I have two indexes. One big index which is rotated each day at 3AM, and one smaller which holds incremental changes only. Its rotated each 30 mins and indexes only the new rows in the database (those that are inserted after 3AM).
Everything is good. Search is working. But I’m looking for some improvements. I don’t need to reindex the big database each day, because once the information is inserted in the database, it doesn’t change (i have only inserts, no updates). So rebuilding the large index is absolutely useless.
Is it possible to split this index on yearly or even monthly indexes? Is this going to speed or will slow down the search queries? Any examples how to organize the index and data sources? Would it be better if I switch to real time indexes?

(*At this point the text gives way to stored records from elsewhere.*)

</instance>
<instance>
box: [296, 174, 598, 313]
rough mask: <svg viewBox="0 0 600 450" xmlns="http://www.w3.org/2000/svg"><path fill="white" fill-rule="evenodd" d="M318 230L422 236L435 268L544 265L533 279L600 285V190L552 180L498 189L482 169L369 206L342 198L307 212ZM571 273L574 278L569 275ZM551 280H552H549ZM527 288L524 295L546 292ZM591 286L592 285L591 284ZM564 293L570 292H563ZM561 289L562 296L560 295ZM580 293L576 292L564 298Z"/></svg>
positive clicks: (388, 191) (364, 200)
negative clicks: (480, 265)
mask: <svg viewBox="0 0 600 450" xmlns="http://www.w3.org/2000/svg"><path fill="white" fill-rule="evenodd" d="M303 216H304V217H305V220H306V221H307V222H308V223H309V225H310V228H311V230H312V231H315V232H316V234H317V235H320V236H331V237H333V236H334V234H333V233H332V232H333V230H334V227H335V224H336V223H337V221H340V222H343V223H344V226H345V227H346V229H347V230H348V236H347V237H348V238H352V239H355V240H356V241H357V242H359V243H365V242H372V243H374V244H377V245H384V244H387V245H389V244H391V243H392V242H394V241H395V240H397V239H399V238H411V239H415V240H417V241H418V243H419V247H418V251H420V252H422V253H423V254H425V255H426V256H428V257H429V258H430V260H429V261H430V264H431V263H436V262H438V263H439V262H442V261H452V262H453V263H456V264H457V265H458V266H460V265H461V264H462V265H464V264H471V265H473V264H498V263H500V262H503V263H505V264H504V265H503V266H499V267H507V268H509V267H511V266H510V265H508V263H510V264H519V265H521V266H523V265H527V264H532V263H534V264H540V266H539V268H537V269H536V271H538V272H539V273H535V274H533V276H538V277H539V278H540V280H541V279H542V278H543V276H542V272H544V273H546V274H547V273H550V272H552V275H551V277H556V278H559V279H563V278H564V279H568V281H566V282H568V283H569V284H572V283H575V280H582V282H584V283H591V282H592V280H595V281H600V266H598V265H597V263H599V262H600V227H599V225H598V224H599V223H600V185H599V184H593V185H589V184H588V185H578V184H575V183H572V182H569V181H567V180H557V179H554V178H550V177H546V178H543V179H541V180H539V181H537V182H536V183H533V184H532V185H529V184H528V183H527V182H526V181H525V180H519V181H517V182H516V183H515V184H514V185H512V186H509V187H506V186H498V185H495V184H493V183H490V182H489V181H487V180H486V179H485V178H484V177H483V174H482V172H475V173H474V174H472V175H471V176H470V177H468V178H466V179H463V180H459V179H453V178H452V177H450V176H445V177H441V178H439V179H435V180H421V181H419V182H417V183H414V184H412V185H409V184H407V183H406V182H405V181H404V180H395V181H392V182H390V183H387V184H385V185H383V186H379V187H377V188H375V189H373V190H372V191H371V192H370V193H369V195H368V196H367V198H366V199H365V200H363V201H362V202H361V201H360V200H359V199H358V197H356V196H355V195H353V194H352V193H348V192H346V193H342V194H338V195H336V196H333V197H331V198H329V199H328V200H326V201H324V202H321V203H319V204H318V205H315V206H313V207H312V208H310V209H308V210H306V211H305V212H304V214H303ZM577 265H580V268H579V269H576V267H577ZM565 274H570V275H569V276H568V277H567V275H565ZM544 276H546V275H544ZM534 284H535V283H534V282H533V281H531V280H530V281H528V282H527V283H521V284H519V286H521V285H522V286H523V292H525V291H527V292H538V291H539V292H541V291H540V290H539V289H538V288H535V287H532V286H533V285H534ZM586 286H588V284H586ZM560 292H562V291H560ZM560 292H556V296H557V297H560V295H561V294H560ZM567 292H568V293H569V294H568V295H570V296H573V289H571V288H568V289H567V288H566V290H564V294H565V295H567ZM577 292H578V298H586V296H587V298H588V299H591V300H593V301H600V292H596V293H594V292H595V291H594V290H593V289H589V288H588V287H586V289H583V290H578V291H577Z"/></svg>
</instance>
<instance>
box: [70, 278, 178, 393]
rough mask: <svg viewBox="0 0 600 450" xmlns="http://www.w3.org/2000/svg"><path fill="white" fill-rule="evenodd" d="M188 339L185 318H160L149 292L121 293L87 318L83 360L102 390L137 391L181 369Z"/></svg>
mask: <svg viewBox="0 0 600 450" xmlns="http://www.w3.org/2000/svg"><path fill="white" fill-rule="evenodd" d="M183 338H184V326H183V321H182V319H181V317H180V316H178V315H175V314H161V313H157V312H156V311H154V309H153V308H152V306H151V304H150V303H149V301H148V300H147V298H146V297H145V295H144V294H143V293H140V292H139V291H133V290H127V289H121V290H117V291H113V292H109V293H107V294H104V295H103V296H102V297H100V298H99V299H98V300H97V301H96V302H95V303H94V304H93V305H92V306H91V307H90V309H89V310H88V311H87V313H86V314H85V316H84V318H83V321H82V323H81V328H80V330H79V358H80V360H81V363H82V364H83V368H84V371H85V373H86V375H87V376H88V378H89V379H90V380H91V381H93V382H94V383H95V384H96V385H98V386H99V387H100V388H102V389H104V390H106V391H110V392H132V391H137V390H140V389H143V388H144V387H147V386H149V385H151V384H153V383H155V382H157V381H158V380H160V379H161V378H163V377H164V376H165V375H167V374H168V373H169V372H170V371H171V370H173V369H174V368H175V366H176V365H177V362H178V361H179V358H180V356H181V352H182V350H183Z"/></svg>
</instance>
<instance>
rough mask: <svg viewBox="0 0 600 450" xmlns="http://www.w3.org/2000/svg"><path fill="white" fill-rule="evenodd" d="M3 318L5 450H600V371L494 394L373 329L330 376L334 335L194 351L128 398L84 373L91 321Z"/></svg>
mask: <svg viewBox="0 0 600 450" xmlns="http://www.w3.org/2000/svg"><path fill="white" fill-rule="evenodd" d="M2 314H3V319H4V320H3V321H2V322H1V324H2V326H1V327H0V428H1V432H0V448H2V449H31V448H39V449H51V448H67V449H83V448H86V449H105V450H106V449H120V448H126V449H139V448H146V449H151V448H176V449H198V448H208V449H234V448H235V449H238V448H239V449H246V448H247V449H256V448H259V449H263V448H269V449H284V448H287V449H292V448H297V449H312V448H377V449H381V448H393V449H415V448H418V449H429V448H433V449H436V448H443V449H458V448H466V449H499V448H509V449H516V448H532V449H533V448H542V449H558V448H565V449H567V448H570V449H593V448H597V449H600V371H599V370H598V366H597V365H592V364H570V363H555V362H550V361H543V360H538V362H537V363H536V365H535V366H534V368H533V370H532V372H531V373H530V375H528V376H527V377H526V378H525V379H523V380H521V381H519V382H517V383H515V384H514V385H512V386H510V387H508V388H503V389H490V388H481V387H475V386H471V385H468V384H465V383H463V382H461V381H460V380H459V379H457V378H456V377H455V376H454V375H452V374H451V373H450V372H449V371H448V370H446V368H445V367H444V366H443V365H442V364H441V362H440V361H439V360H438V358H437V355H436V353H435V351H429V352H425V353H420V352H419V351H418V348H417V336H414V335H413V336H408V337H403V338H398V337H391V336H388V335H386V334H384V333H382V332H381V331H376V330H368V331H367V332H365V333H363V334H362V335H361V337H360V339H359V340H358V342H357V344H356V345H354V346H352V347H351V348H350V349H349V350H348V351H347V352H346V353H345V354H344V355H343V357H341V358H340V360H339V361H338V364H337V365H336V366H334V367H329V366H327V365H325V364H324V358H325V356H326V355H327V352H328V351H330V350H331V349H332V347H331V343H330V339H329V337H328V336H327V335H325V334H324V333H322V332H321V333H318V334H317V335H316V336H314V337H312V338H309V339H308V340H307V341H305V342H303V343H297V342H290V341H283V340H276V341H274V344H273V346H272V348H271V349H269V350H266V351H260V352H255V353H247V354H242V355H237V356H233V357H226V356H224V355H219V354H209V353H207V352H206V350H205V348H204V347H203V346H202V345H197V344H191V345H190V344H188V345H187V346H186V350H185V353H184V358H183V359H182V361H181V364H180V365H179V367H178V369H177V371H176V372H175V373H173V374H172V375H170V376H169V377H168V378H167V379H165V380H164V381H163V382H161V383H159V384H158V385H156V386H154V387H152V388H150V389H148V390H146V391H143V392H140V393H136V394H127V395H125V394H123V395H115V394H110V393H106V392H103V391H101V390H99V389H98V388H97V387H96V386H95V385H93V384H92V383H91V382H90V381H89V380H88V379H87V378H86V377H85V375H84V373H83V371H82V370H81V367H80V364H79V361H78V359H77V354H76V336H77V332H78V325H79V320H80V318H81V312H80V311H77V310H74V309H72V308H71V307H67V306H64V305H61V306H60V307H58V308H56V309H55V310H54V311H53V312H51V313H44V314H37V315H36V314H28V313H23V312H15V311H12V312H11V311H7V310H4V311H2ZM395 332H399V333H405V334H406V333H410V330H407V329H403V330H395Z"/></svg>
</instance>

You could just use the Merge feature
http://sphinxsearch.com/docs/current.html#index-merging
Once a day merge your ‘delta’ back into the ‘main’. Right after merging want to update the counter table, as the data in the main has changed, so the value has changed.
(In general the more indexes you have the more searching is going to be affected. Eventually searching lots of small indexes will take more work than it saves. – The exception is if you can just search parts of the data. For example if you have queries taht just search records in the last year, can tweak it so only search the latest index. That is more efficient than searching all the records only to discard many.)